Gunner dropped the connection between their ships without turning back, and stormed out and into the hallways of the Blessed. Nickel was on his heels with a barrage of questions.

The upload couldn’t come fast enough.

‘Four ships, heavily armed and targeted on us. More are entering our airspace, sir. They have yet to accept our hail. Should we undock?’

‘Yes!’ he yelled in his head, his feet picking up, his body pushing forward into a sprint. The dock was already disengaging when he turned the corner, the doors shutting.

“Gunner! What’s wrong!?” Nickel screamed somewhere far behind him. Gunner was several yards from the exit.

I’m going to make it. He was bored, but not that bored.

But he felt the missile before it hit his ship. He felt the power and the impact as it struck the side of the docking bay, blasting his chances of ever making it back aboard his ship alive into oblivion. The metal crushed and groaned, caving inward then outward, knocking him off his feet and slamming him into the rusted, ancient, used-up side paneling of the Blessed.

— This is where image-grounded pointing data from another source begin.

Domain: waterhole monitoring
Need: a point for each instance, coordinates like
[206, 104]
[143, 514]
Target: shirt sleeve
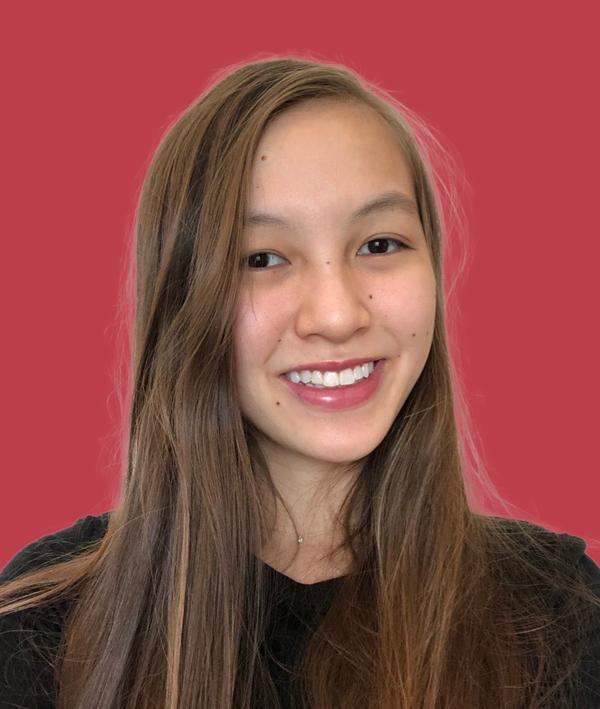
[589, 675]
[29, 638]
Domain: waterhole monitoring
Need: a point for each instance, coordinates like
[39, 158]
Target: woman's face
[327, 284]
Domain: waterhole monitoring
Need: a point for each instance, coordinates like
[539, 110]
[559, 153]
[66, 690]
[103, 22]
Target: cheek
[255, 331]
[408, 305]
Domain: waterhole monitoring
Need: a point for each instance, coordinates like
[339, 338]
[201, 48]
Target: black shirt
[27, 681]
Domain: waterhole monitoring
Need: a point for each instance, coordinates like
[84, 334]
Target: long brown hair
[447, 606]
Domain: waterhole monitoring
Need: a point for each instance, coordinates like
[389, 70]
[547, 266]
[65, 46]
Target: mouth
[322, 378]
[332, 394]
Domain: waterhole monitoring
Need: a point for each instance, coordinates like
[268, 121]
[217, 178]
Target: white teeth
[332, 379]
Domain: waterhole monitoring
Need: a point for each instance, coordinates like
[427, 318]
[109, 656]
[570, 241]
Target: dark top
[27, 681]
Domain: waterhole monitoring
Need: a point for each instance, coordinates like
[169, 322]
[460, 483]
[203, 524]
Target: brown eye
[380, 246]
[259, 260]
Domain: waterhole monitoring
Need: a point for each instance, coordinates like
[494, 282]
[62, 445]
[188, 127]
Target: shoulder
[55, 546]
[530, 538]
[568, 552]
[29, 638]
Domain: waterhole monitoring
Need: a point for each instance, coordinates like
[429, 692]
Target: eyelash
[401, 245]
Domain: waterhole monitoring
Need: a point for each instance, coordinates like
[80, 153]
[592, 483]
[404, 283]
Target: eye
[380, 243]
[260, 259]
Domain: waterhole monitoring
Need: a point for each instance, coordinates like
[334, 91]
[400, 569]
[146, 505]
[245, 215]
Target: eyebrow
[387, 201]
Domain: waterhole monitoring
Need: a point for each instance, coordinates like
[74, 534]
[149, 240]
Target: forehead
[326, 155]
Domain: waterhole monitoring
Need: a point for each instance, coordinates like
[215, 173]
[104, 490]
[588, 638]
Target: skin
[324, 295]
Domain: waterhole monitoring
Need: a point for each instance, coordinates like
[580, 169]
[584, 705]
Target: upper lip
[331, 365]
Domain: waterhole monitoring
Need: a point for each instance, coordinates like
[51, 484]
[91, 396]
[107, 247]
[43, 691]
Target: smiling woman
[294, 529]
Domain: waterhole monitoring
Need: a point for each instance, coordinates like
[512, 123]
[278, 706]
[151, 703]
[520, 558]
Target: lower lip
[338, 398]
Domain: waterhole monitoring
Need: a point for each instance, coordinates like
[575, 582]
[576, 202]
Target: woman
[294, 528]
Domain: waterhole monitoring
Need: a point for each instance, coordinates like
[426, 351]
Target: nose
[332, 304]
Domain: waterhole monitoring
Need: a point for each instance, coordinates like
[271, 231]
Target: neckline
[288, 580]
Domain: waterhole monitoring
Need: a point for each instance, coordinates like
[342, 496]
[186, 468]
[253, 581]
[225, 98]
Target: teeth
[332, 379]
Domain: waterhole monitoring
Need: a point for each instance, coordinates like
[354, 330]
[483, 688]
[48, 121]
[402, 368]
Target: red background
[510, 87]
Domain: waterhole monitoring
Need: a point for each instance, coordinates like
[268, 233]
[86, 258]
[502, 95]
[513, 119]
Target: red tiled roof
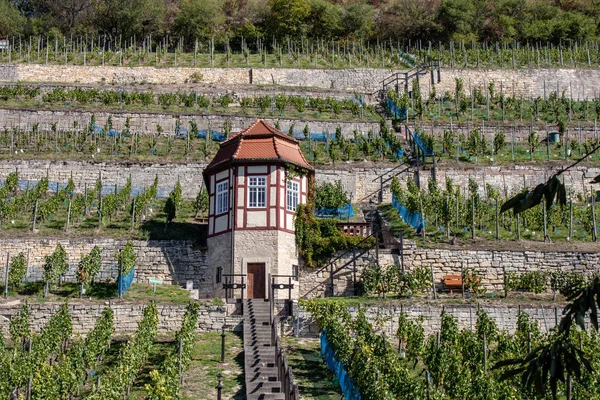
[260, 141]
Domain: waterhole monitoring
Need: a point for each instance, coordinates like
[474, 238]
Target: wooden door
[256, 280]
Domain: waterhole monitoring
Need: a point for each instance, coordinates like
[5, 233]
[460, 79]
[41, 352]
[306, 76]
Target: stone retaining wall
[505, 316]
[145, 123]
[126, 317]
[490, 265]
[361, 181]
[174, 262]
[578, 83]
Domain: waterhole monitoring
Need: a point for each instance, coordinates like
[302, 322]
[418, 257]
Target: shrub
[126, 258]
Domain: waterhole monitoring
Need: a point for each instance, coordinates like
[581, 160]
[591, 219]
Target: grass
[435, 232]
[314, 380]
[233, 110]
[489, 298]
[138, 292]
[203, 60]
[183, 228]
[200, 380]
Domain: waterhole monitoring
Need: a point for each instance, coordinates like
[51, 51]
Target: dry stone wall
[577, 83]
[174, 262]
[126, 317]
[145, 123]
[490, 265]
[505, 316]
[361, 181]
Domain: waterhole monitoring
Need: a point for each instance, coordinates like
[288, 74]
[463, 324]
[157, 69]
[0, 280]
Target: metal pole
[219, 386]
[402, 251]
[354, 269]
[223, 344]
[6, 275]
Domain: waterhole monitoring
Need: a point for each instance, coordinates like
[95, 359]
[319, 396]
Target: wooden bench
[453, 282]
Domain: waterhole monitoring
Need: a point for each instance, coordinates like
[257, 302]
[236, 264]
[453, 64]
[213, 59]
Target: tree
[126, 18]
[55, 265]
[358, 20]
[11, 20]
[199, 19]
[456, 17]
[325, 19]
[331, 195]
[409, 19]
[288, 18]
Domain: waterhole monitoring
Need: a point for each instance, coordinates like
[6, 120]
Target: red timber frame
[242, 204]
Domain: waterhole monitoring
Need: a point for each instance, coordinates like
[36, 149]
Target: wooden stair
[262, 377]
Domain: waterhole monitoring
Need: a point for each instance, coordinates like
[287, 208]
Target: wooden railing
[284, 372]
[363, 229]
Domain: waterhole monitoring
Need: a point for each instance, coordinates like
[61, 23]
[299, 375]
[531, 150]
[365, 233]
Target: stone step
[258, 388]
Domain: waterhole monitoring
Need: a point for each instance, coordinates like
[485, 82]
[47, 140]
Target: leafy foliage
[17, 270]
[331, 195]
[126, 258]
[55, 264]
[89, 266]
[319, 239]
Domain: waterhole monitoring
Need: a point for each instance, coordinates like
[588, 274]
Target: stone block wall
[126, 317]
[578, 83]
[145, 123]
[505, 316]
[490, 265]
[174, 262]
[360, 180]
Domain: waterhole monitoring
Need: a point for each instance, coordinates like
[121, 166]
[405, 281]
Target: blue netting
[327, 212]
[395, 110]
[180, 131]
[125, 281]
[399, 153]
[419, 142]
[299, 135]
[412, 218]
[359, 99]
[321, 137]
[349, 391]
[216, 135]
[410, 60]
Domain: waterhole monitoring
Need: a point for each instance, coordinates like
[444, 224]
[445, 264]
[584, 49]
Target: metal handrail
[344, 253]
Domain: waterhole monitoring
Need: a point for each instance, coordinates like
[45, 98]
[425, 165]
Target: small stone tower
[255, 182]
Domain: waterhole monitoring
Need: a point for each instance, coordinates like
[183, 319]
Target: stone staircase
[262, 380]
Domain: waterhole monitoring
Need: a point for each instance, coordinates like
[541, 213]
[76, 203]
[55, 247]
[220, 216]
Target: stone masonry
[360, 180]
[577, 83]
[386, 316]
[490, 265]
[174, 262]
[145, 123]
[126, 317]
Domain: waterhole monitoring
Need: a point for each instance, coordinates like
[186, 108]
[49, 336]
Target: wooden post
[433, 283]
[497, 223]
[545, 219]
[133, 215]
[68, 216]
[6, 275]
[473, 217]
[462, 278]
[571, 218]
[484, 353]
[34, 215]
[594, 234]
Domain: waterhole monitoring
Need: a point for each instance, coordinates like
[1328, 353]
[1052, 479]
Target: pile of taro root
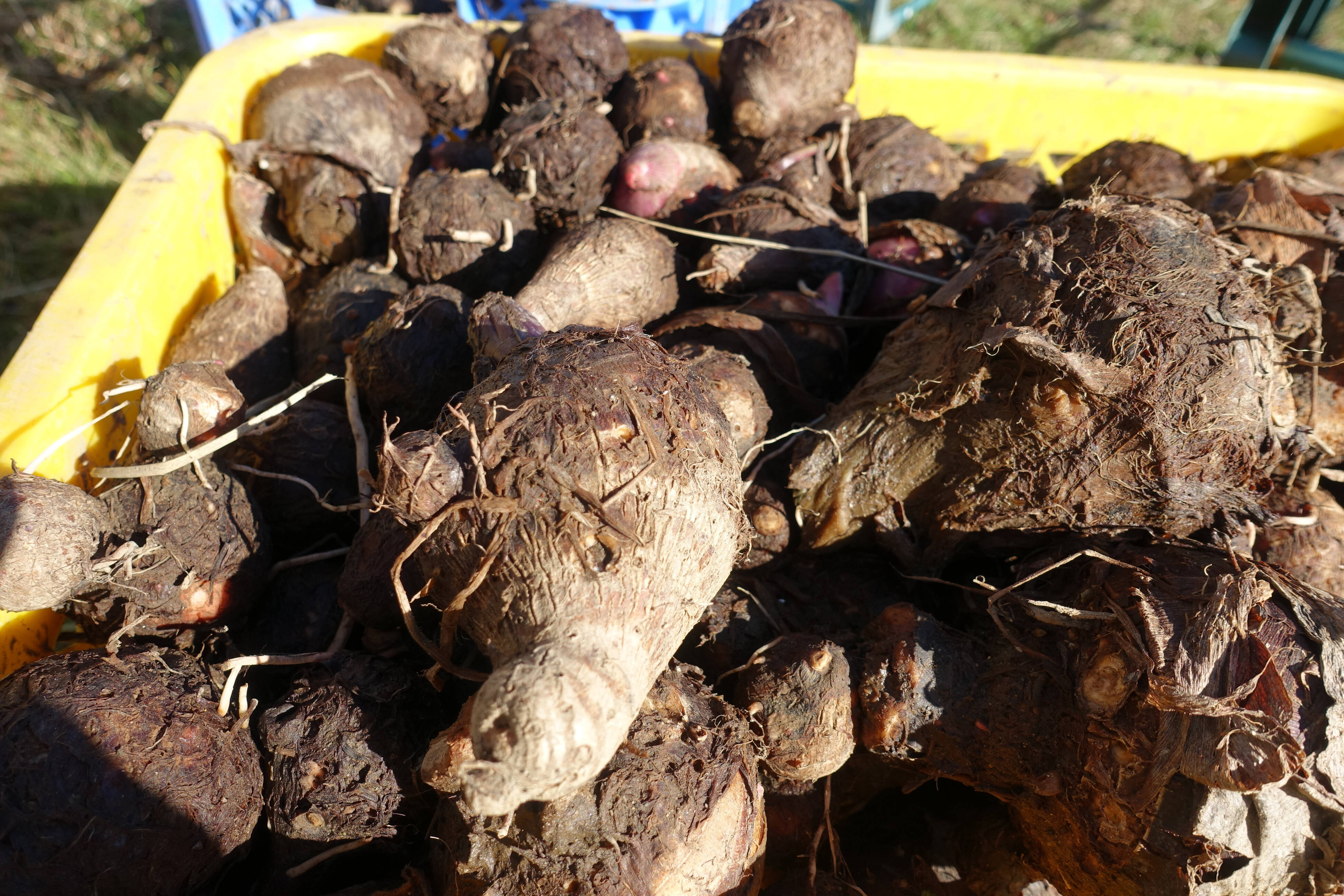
[605, 480]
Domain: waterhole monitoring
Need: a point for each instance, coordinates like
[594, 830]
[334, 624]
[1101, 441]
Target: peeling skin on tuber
[246, 331]
[441, 205]
[560, 151]
[343, 108]
[799, 694]
[447, 64]
[121, 761]
[213, 403]
[667, 97]
[197, 555]
[416, 356]
[963, 389]
[787, 65]
[53, 531]
[1179, 725]
[1138, 170]
[671, 179]
[682, 792]
[562, 50]
[608, 503]
[921, 245]
[902, 168]
[605, 273]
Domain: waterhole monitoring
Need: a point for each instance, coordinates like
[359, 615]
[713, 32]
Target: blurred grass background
[80, 77]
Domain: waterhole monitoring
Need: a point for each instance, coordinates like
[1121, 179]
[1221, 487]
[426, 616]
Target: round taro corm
[119, 777]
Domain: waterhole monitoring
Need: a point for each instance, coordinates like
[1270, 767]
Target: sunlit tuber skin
[683, 790]
[671, 179]
[787, 65]
[799, 694]
[667, 97]
[348, 109]
[246, 330]
[53, 532]
[616, 515]
[213, 402]
[605, 273]
[447, 64]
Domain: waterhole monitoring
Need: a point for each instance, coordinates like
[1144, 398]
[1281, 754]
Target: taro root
[671, 179]
[667, 97]
[560, 52]
[609, 512]
[314, 442]
[1154, 718]
[605, 273]
[1136, 168]
[299, 613]
[799, 694]
[769, 518]
[347, 109]
[918, 245]
[328, 209]
[992, 200]
[1306, 536]
[787, 65]
[769, 213]
[246, 331]
[192, 555]
[414, 358]
[902, 168]
[340, 749]
[447, 64]
[736, 391]
[210, 400]
[1103, 366]
[338, 311]
[678, 811]
[560, 152]
[454, 230]
[119, 777]
[52, 534]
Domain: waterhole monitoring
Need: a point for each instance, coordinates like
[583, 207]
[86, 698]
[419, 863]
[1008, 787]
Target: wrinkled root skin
[584, 602]
[119, 777]
[679, 811]
[1069, 378]
[340, 746]
[1141, 747]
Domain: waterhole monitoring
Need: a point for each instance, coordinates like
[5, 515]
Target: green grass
[77, 80]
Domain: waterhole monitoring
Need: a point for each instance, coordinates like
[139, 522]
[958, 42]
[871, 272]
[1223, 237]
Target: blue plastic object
[221, 22]
[659, 17]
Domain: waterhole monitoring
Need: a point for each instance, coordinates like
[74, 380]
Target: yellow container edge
[163, 249]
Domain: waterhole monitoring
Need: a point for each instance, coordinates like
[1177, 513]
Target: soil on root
[414, 358]
[562, 50]
[119, 777]
[1143, 712]
[314, 442]
[52, 534]
[246, 331]
[443, 205]
[787, 65]
[678, 811]
[1103, 366]
[607, 491]
[190, 557]
[340, 749]
[338, 311]
[1136, 170]
[562, 151]
[447, 64]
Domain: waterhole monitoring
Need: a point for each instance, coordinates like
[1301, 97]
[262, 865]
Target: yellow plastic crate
[163, 249]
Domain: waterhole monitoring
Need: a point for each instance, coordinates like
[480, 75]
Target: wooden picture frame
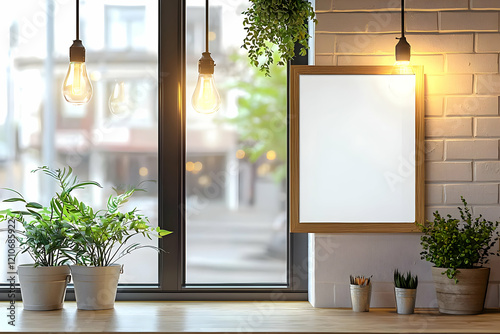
[325, 88]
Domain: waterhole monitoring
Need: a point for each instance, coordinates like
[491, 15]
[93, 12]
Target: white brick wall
[458, 43]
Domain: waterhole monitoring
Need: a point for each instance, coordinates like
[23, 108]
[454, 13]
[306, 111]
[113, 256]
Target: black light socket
[206, 64]
[77, 52]
[403, 50]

A roaring filled his ears, his head, and consumed his mainframe with a surge. It was enough to make him stand, if only for a moment, before he short-circuited on the spot. His face hit the ground and his eyes flashed once more before that faded too. He reached out, fingers twitching, grasping for something just out of reach.

‘Browning,’ his whispered as rage built inside him.

‘What can I do for you?’ her message flitted behind his eyes.

‘Break. Break all the guns...’

Their dying programming was the last thing he sensed before he rebooted, and the smell of gasoline replaced the hops.